"Takotsubo"cardiomyopathy is a novel cardiac syndrome characterized by transient left ventricular dysfunction with chest pain, electrocardiographic changes and minimal release of myocardial enzymes mimicking acute myocardial infarction. Left ventriculograms obtained after onset show apical ballooning with basal hyperkinesia. Because this gives the left ventricle a peculiar shape (i.e., a round bottom and narrow neck) that resembles a type of bottle used in Japan for trapping octopus, Sato et al termed the syndrome "Takotsubo" cardiomyopathy (Tako: octopus, tsubo: bottle) (1); it has also been called ampulla or amphora cardiomyopathy (2, 3). Strangely enough, this disease has been reported frequently in Japan (1–21), but rarely in other countries (22, 23).

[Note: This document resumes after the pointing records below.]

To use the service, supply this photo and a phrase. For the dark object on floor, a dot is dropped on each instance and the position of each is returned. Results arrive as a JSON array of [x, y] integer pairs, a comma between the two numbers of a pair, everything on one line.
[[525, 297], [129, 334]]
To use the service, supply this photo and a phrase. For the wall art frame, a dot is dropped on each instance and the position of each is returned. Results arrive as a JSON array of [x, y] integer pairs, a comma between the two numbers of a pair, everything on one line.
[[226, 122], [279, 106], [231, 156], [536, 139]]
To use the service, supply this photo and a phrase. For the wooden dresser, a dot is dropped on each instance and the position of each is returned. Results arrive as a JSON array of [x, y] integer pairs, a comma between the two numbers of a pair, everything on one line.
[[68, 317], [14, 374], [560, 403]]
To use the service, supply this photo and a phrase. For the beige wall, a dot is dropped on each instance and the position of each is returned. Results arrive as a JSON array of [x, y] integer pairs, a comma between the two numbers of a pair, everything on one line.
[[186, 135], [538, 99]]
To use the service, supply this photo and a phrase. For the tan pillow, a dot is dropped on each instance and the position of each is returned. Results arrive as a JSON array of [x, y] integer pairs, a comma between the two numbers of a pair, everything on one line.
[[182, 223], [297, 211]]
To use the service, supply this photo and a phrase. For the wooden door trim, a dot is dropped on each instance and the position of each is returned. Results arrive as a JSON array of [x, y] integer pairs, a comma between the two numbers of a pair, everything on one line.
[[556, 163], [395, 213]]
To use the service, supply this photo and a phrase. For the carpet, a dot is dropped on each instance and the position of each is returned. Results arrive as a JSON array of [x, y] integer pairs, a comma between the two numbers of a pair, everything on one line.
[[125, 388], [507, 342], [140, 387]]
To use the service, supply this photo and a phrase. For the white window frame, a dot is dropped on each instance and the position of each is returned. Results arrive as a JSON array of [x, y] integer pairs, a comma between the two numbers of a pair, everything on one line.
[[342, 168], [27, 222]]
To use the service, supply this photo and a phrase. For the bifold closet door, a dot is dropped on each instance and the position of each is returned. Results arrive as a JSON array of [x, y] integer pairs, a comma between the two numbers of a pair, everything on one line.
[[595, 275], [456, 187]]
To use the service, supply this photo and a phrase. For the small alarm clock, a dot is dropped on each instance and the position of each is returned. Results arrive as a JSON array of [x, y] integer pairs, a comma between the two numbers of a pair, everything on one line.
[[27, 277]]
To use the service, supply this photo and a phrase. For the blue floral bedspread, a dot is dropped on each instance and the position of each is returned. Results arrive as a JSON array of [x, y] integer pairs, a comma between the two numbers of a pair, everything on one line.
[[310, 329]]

In Japan, Takotsubo cardiomyopathy is more prevalent among women than men (7 : 1), with the average age at onset being 68.6±12.2 in women and 65.9±9.1 years in men (3). The incidence is estimated at 1% to 2% of acute myocardial infarctions (3, 10), and the Angina Pectoris-Myocardial Infarction Investigators in Japan (15) reported that 38 of 88 patients (43%) in whom it was observed had prior aggravation of an underlying disorder (cerebrovascular accident, epilepsy, exacerbated bronchial asthma, acute abdomen), noncardiac surgery or other medical procedure. Notably, the onset is also frequently preceded [27% (15) to 71% (3)] by emotional stress associated, for example, with a sudden accident, death/funeral of a family member, excessive exercise, quarreling, excessive alcohol consumption or great excitation, which suggests emotional or physical stress might play a key role in Takotsubo cardiomyopathy. Electrocardiograms obtained at onset show ST-segment elevation in a wide area that includes the anterior, lateral and inferior ventricular wall, with more pronounced elevation in V4–6 than V1–3; less frequently there is an abnormal Q wave and prolongation of QTc intervals (4), and in one study reciprocal changes were seen in 3 of 21 patients which is less frequent than anterior myocardial infarction (10). There is also slight elevation of peak myocardial creatine kinase activity (480 IU/l on average) (10).
One striking finding is that the coronary arteries are normal on angiograms during the acute phase, with 75% stenosis present in only 5 of 21cases (10). Transient total occlusion of the large epicardial artery due to spasm at multiple sites might cause myocardial stunning and transient left ventricular dysfunction that simulates Takotsubo cardiomyopathy (1, 11, 16, 18); however, provocative testing using ergonovine does not show coronary spasm in all 20 cases in one study (10); in two studies ergonovine testing proved positive only in 21% (15) or approximately 30% (3) of cases. The marked apical ballooning, which gives the left ventricle its peculiar shape during the acute phase, is the result of akinesia in a wide area involving the anterior, lateral and inferior wall accompanied by hyperkinesia in the basal area, and may in some cases be the result of myocardial injury caused by excessive catecholamine (5, 8, 9), though catecholamine levels are not necessarily elevated during the acute phase (3, 10). Fortunately, the fatality rate from Takotsubo cardiomyopathy is less than that of acute myocardial infarction: 10 of 250 patients in one study (3) and 1 of 88 patients in another (15). The marked left ventricular dysfunction and the peculiar shape usually disappear within several weeks. Long-term prognosis is not modified by drug therapy (10), and in two studies the rate of recurrence was found to be 1 in 21 cases (10), and 2 in 88 cases (15).
Recently, other aspects of Takotsubo cardiomyopathy have been discovered that might shed additional light on its cause. Thallium-201 scintigraphy revealed a defect confined to the apical region that disappears with convalescence (6, 8). Measurements of coronary flow using a Doppler flow wire showed an impaired coronary flow reserve that persisted for a time after normalization of the left ventricular wall motion (5, 8, 9, 14). In addition, myocardial fatty acid metabolism measured using iodine-123-beta-methyl-p-iodophenyl penta-decanoic acid (123I-BMIPP) was more severely impaired than myocardial perfusion (6), and a discrepancy in the sympathetic innervation between the apical and basal region was seen (12). Moreover, Suzuki et al (24), in this issue of the Journal, described a 64-year-old man who showed ST-segment elevation in the anterior leads after successful treatment of cardiopulmonary arrest. In that case, the left ventricle was atypical because the wall motion abnormality was confined to the anterior wall. Consequently, although all other clinical findings were consistent with Takotsubo cardiomyopathy, the left ventricular wall motion was no longer Takotsubo-like in their case.
In summary, Takotsubo cardiomyopathy is a syndrome of unknown cause and diverse clinical features. Perhaps as additional cases from countries other than Japan are reported, a clearer, more complete understanding of this syndrome will emerge and, in turn, lead to development of an appropriate therapeutic protocol.